Wat volgt een koppelings- of actiewerkwoord?

Wat volgt een koppelings- of actiewerkwoord?
Anonim

Antwoord:

Onderwerp aanvullen of direct object

Uitleg:

Na een koppelwerkwoord is er een vakcomplement.

Hij is slim. "Is" is het werkwoord koppelen, "slim" is het onderwerp complement. Subject-complementen kunnen zelfstandige naamwoorden, voornaamwoorden of bijvoeglijke naamwoorden zijn. Zelfstandige naamwoorden en voornaamwoorden die onderwerpscomplementen zijn, zijn predikaat-nominatieven. Bijvoeglijke naamwoorden zijn predikaat bijvoeglijke naamwoorden. Slim zou een predikaat bijvoeglijk naamwoord zijn omdat het het onderwerp beschrijft.

Na een transitieve actiewerkwoord (actiewerkwoord gevolgd door een direct object) is er een direct object en soms ook een indirect object. Directe objecten zijn zelfstandige naamwoorden of voornaamwoorden.

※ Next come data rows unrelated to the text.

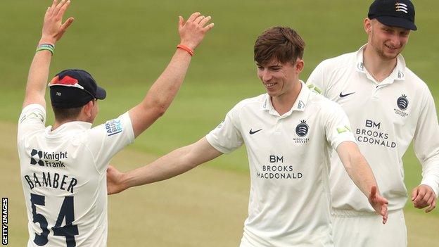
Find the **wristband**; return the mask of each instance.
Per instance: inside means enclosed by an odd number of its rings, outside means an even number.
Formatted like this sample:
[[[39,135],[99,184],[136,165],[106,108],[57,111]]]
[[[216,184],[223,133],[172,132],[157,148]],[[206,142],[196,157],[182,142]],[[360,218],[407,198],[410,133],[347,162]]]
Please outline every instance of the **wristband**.
[[[37,46],[37,51],[35,51],[35,52],[38,52],[39,51],[45,51],[45,50],[50,51],[51,53],[53,55],[53,52],[55,52],[55,46],[50,44],[39,44],[38,46]]]
[[[192,50],[191,49],[190,49],[189,47],[184,45],[184,44],[179,44],[178,46],[177,46],[177,48],[179,48],[179,49],[182,49],[184,51],[187,51],[189,55],[191,55],[191,56],[193,56],[194,53],[193,53],[193,50]]]

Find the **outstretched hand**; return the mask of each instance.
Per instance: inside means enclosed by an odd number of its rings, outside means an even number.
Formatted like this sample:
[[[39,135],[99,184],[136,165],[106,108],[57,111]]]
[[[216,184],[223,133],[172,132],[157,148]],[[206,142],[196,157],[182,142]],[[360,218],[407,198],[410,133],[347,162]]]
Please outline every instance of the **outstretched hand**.
[[[183,17],[179,16],[180,44],[195,49],[205,34],[213,28],[213,23],[208,24],[211,18],[210,16],[202,15],[199,12],[191,15],[186,22]]]
[[[416,208],[425,209],[425,213],[433,210],[436,207],[436,195],[433,189],[428,185],[419,185],[412,191],[412,201]]]
[[[108,195],[122,192],[127,189],[122,183],[123,173],[113,165],[107,168],[107,193]]]
[[[59,3],[58,0],[53,0],[52,6],[47,8],[44,15],[40,43],[55,44],[63,37],[68,27],[72,25],[75,20],[72,17],[69,18],[63,23],[63,17],[69,5],[70,5],[70,0],[61,0]]]
[[[372,205],[376,213],[383,216],[383,224],[386,224],[387,222],[387,205],[388,201],[380,196],[376,186],[373,186],[371,188],[371,192],[369,195],[369,203]]]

Ze gooit de bal. Gooien zou het actiewerkwoord zijn, en bal zou het directe object zijn (denk: wat / wie deed zij (actiewerkwoord)?).

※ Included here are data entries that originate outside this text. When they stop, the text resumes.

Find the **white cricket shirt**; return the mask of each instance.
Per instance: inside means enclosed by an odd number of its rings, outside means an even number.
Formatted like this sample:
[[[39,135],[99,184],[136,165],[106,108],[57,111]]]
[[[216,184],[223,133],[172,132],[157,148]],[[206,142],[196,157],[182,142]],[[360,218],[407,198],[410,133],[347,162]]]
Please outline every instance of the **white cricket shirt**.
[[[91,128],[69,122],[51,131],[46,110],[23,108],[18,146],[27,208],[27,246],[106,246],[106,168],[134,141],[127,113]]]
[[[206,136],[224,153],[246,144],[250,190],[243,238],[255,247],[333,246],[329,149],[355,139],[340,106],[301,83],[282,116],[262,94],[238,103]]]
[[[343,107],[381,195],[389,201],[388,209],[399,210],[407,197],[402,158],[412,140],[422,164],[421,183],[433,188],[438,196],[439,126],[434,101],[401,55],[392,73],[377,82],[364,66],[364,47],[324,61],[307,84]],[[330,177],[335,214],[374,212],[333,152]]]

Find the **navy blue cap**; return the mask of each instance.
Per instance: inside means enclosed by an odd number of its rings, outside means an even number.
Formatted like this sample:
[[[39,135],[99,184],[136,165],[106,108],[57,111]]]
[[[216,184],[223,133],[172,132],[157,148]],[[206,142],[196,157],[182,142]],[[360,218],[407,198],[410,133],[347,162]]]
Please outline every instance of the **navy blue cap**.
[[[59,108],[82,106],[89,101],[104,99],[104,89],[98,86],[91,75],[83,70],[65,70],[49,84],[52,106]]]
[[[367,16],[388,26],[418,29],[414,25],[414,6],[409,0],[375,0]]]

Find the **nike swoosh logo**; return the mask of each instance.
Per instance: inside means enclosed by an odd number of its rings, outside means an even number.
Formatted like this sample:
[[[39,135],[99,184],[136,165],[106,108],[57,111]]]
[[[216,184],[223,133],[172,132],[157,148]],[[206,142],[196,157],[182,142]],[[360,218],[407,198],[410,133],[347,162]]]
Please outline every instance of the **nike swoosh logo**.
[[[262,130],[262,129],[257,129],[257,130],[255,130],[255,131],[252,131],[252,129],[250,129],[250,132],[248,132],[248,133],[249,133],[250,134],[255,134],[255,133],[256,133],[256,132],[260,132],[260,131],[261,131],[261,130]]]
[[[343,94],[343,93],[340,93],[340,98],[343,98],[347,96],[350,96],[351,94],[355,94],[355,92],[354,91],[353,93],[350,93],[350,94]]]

Danny gooit hem de bal. Gooien is nog steeds het actiewerkwoord, maar nu is er een indirect object. De bal is nog steeds het directe object; hem is het indirecte voorwerp (onthoud: wat / wie deed ze (actiewerkwoord)?). Danny gooide hem niet, hij gooide de bal. Daarom is de bal het directe object. Het indirecte object vertelt ons aan wie / waarvoor de actie wordt gedaan.

Soms zijn actiewerkwoorden intransitief (niet gevolgd door een direct object).

Hij knikt. Nods zou het actiewerkwoord zijn, maar er is geen direct object.

Hij eet op school. In de school is een voorzetsel en het direct / indirecte object kan nooit deel uitmaken van een voorzetsel.